Tuesday, April 6, 2010

Understatement of the Year

THE TEMPLE MOUNT, originally uploaded by Yaniv Ben Simon.

"If an agreement is reached, then in religious and national terms, the two sides will have agreed to the idea of more than one truth existing in Jerusalem — that there’s more than one way up God’s mountain," Mr. Gorenberg told Ms. Sontag nearly ten years ago. "But," he added, "that’s a big if."

So ends a Robert Mackey post at the Lede: "Can an Undivided Jerusalem Be Shared?"

My own sense of Jerusalem is that Jerusalem is best shared undivided.  Jerusalem taught me that cities are the best teachers of the practical art of sharing space, of coexistence.  Someone once asked me what bearing  Jerusalem's urban form played in the conflict.  This was my reply:

...You’re asking me, who experienced this urban realm for three years.

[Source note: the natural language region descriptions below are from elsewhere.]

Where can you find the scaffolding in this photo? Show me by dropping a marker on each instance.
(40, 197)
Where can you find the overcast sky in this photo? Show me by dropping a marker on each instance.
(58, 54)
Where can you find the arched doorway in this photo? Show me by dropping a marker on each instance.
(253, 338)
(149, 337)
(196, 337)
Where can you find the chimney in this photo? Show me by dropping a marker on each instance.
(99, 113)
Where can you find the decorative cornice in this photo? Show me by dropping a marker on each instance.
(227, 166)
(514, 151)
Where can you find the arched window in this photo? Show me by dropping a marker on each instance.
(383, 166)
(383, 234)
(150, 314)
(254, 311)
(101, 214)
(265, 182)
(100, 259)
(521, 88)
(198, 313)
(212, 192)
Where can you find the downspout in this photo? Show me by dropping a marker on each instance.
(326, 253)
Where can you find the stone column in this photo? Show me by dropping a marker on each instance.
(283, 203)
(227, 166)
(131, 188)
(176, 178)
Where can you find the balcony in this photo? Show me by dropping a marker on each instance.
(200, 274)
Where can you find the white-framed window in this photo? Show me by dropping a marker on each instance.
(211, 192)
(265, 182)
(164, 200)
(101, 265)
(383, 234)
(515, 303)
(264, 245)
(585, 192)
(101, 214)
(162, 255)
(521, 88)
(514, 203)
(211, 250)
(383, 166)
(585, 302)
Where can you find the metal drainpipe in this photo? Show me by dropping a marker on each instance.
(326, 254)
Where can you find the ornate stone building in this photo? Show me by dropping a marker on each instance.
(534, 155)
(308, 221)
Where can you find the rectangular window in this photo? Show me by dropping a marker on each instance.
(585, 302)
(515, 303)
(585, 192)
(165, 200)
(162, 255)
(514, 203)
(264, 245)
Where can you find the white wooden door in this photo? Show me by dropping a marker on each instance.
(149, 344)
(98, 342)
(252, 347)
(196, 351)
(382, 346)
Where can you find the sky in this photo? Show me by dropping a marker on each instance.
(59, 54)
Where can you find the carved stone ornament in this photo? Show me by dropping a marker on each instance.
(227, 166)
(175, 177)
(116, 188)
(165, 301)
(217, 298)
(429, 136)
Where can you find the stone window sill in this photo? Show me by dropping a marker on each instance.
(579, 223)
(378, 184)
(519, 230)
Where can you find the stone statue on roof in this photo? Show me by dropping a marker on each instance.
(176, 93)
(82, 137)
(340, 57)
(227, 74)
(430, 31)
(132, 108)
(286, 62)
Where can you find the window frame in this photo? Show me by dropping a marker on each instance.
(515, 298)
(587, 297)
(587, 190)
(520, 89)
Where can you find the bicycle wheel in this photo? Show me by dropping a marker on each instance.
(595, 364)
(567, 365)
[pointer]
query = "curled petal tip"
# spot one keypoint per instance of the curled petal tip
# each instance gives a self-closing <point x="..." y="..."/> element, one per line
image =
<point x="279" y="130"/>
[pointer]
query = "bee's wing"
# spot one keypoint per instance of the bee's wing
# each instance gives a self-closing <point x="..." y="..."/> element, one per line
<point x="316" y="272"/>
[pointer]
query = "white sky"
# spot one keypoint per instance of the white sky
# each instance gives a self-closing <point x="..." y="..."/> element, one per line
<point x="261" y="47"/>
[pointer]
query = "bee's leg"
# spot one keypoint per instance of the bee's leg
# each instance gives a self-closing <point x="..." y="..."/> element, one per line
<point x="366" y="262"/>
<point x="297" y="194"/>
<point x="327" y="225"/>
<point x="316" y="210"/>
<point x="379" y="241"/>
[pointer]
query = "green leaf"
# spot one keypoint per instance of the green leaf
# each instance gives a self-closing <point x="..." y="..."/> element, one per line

To be perfectly honest, the urban realm of Jerusalem’s Old City is an altar to coexistence. No artifact of man seems more suited to this sacred purpose. Jerusalem is a peace machine. She took away my hatreds. She would make me hang my grudge at the gate when I walked in, and how easily I forgot to take it back on the way out! The walls of Jerusalem are harmony screens that weather with remarkable resilience against external and geopolitical rivals to coexistence. The folks that wield power outside have discriminating agendas, but Jerusalem’s streets are shared indiscriminately by all. Her private and religious spaces are, ...well, particular to folks who share meals together, but surprisingly not overmuch. Yes, if you have blood on your hands, don’t pass through your neighbor’s gate (the blood here cries louder from the earth than in other places). But her public realm always welcomes you. No city I've experienced is a better peace-maker. Among the spice tables and racks of prayer beads, between the furry caps and kufiyehs, Jerusalem taunts your hatreds. She thinks little of toleration. “See,” she says to you, “you can’t tolerate better than you are tolerating me right now...Isn’t that remarkably easy?” She wonders how you multiply one love without another. If we do not notice her loves, it’s hardly her fault. She herself is fierce with her love for muezzin calls, she gathers trails of colorfully capped pilgrims into the wings of clucking churches, her soul elevates in the soothing murmur before the Western Wall. No she is not good with the thoughts of humans. But I had to live with her. Before I met her, her loves I made my hatreds, and then I sent prayers of deliverance on her behalf. She taught me to cancel one with each.

1 comment:

Daniel said...

Very nicely written. I've never been to Jerusalem, but I can only imagine that if multiple cultures can make it there they can make it anywhere.